Crime

Lengel: Remembering Chauncey Bailey, the Murdered Ex-Detroit News Reporter

August 04, 2017, 7:55 AM by  Allan Lengel


Chauncey Bailey (Family photo)

It was 10 years ago this month that Chauncey Bailey, 57, a former Detroit News reporter, was murdered on a sidewalk in Oakland, Calif. He was investigating the people behind the thuggish Your Black Muslim Bakery, which was behind the hit. Two people are in prison for life.

Bailey was the editor of the Oakland Post.

A story in the East Bay Times by Thomas Peele suggests it's time to create a memorial in Oakland in his honor. I couldn't agree more.

I worked with Bailey at The News. He was passionate about the community, and he used journalism to show it. He had a  following in Detroit. People cared about him.

He was also quite the character.

As the story goes, Bailey once attended a community meeting in the city. The top editor was there, and when the meeting was over, Bailey approached him with a group of his community supporters. Bailey was unhappy about being placed on the afternoon shift and confronted the newsroom manager.

The editor suggested they talk later about the work schedule change.

"I want to talk about it now Chump," Bailey reportedly insisted.  He was suspended for a week with pay.

When he returned, I went up to him and said, "Welcome back." He said of his paid suspension: "I'll take that any day." 

He went off to Oakland to keep on reporting until he was murdered on Aug. 2, 2007 for doing his job.

Peele writes in the Bay Area newspaper:

Ten years ago today, at 7:27 a.m., well-known local reporter Chauncey Bailey was gunned down on an Oakland sidewalk. He died for the First Amendment.

“Prominent journalist shot dead in street,” yelled a headline the next morning in the Oakland Tribune. But the thuggish remnants of Your Black Muslim Bakery — the black empowerment group founded by Yusef Bey that was behind Bailey’s slaying — targeted more than a lone reporter on Aug. 2, 2007. They targeted all of us, and not just journalists.

Everyone’s right to speak freely was assailed that day. It was, truly, “an assault on the American way of life,” one of Bailey’s former editors at The Detroit News said at the time.

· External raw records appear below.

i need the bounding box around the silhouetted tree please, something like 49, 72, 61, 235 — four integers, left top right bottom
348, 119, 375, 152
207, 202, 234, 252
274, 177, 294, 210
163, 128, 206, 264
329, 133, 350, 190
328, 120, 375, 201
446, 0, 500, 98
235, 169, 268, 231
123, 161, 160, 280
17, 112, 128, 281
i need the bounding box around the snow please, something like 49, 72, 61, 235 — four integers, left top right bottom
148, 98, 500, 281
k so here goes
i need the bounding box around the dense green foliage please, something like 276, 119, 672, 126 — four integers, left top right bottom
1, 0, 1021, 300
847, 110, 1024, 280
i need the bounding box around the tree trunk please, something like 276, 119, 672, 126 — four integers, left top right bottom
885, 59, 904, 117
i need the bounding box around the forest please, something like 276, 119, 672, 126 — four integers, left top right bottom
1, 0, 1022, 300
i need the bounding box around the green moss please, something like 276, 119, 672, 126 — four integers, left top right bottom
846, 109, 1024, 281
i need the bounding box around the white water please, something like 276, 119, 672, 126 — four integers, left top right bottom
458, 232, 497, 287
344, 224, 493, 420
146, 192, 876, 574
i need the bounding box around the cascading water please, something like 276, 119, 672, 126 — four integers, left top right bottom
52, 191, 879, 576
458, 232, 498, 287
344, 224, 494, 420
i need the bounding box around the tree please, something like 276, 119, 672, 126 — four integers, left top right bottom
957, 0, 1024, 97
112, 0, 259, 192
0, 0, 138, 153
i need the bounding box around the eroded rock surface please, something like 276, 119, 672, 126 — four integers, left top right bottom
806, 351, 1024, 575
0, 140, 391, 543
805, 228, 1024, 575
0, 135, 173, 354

The elder Bey’s empire had deteriorated by the time he died while awaiting trial on the first of multiple charges of raping teenage girls under his care. His son Yusef Bey IV, who emerged as the leader of the tattered enterprise in late 2005, ordered the hit on Bailey.

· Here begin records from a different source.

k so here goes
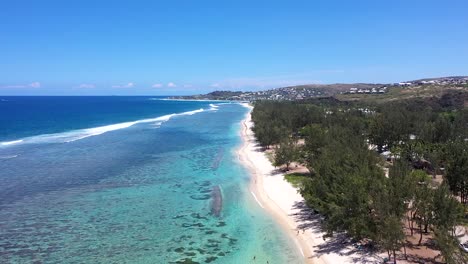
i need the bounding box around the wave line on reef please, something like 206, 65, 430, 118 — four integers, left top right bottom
0, 107, 214, 147
250, 191, 264, 208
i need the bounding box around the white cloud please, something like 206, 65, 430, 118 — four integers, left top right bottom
1, 82, 41, 89
76, 83, 95, 89
167, 82, 177, 87
183, 84, 193, 88
152, 83, 163, 88
210, 83, 221, 88
29, 82, 41, 88
112, 82, 134, 88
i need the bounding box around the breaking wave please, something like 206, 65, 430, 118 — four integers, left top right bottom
0, 107, 213, 147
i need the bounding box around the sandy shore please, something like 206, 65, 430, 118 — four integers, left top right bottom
238, 105, 382, 264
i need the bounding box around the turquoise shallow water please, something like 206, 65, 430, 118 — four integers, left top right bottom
0, 99, 302, 264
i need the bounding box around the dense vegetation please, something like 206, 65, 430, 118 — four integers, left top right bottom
251, 91, 468, 263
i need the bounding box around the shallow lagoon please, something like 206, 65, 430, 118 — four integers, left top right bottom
0, 99, 302, 263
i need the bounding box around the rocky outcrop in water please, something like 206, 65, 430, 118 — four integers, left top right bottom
210, 186, 222, 217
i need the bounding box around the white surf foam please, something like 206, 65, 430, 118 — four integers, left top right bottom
1, 140, 23, 146
0, 154, 18, 159
239, 102, 252, 109
180, 108, 204, 115
0, 107, 211, 147
209, 104, 220, 111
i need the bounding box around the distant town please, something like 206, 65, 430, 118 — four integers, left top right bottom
169, 76, 468, 101
396, 76, 468, 86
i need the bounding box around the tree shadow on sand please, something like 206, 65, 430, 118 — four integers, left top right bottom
291, 200, 384, 264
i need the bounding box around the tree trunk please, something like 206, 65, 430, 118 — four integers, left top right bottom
418, 223, 423, 245
403, 243, 407, 259
407, 212, 413, 236
393, 249, 397, 264
410, 213, 414, 236
461, 190, 464, 205
411, 212, 417, 234
462, 187, 467, 204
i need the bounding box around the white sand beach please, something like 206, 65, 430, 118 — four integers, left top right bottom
238, 105, 383, 264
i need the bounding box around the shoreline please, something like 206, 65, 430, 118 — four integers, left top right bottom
237, 105, 318, 264
237, 105, 381, 264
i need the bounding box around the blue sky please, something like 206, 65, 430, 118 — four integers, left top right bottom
1, 0, 467, 95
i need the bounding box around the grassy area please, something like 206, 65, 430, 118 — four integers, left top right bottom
284, 172, 310, 189
336, 85, 468, 104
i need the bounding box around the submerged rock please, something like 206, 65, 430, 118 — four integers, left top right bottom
210, 186, 222, 217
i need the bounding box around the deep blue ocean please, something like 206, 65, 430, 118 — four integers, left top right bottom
0, 97, 302, 263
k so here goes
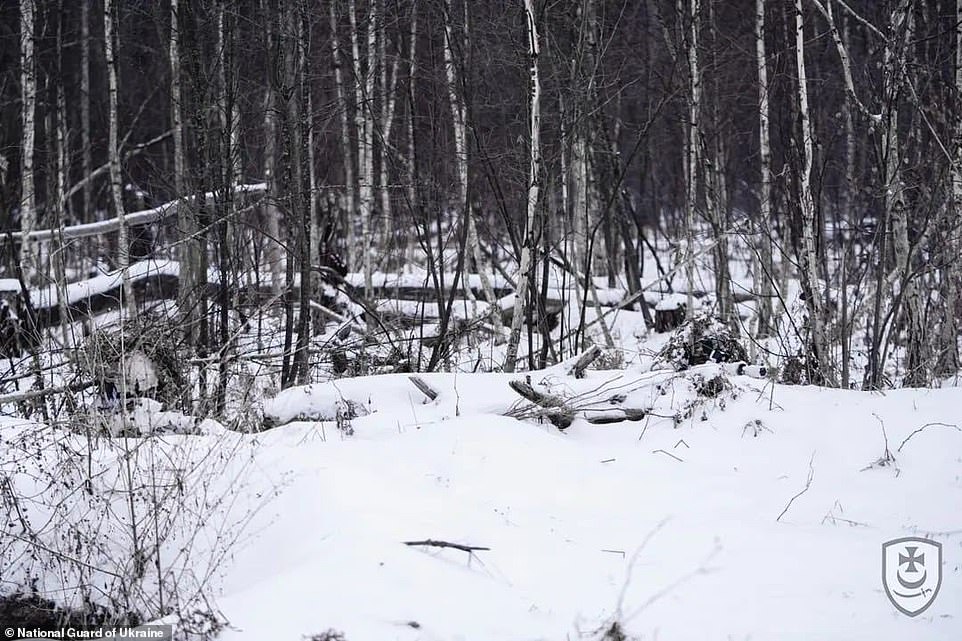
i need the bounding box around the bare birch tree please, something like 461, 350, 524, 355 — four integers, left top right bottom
684, 0, 700, 319
754, 0, 774, 339
19, 0, 37, 285
442, 0, 499, 318
349, 0, 375, 297
504, 0, 541, 373
104, 0, 137, 319
793, 0, 832, 383
379, 0, 399, 253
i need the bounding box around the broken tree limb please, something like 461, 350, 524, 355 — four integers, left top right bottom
0, 379, 95, 405
566, 345, 602, 378
508, 379, 574, 429
403, 539, 490, 553
408, 376, 439, 401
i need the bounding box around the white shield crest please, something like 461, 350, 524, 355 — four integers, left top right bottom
882, 537, 942, 617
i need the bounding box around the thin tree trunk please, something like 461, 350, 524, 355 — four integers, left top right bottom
54, 9, 72, 348
81, 1, 92, 226
215, 1, 236, 412
406, 1, 418, 268
703, 0, 733, 330
19, 0, 37, 285
571, 0, 603, 284
330, 2, 357, 269
379, 0, 399, 257
349, 0, 375, 297
839, 12, 855, 387
504, 0, 541, 373
442, 0, 499, 321
685, 0, 700, 319
264, 5, 285, 297
939, 0, 962, 377
885, 3, 925, 386
104, 0, 136, 320
171, 0, 199, 348
294, 9, 312, 385
754, 0, 774, 339
794, 0, 831, 384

Bey IV and another man, Antoine Mackey, are spending their lives in prison with no chance of parole. The gunman, Devaughndre Broussard is serving a 25-year sentence at a private prison in the Arizona desert south of Phoenix.

They should be forgotten, especially Bey, who sent others to do his killings for him.

Bailey, the editor of the Oakland Post, should be remembered. He specialized in community news, but he was digging into a story about Bey and the bakery’s financial problems, and for that Bey ordered Broussard and Mackey to “take him out.”

It's not every day journalists in this country die while investigating a story. It happens more often overseas as bullies try to silence the truth.

A memorial would not only honor Bailey, but remind us of the importance of truth.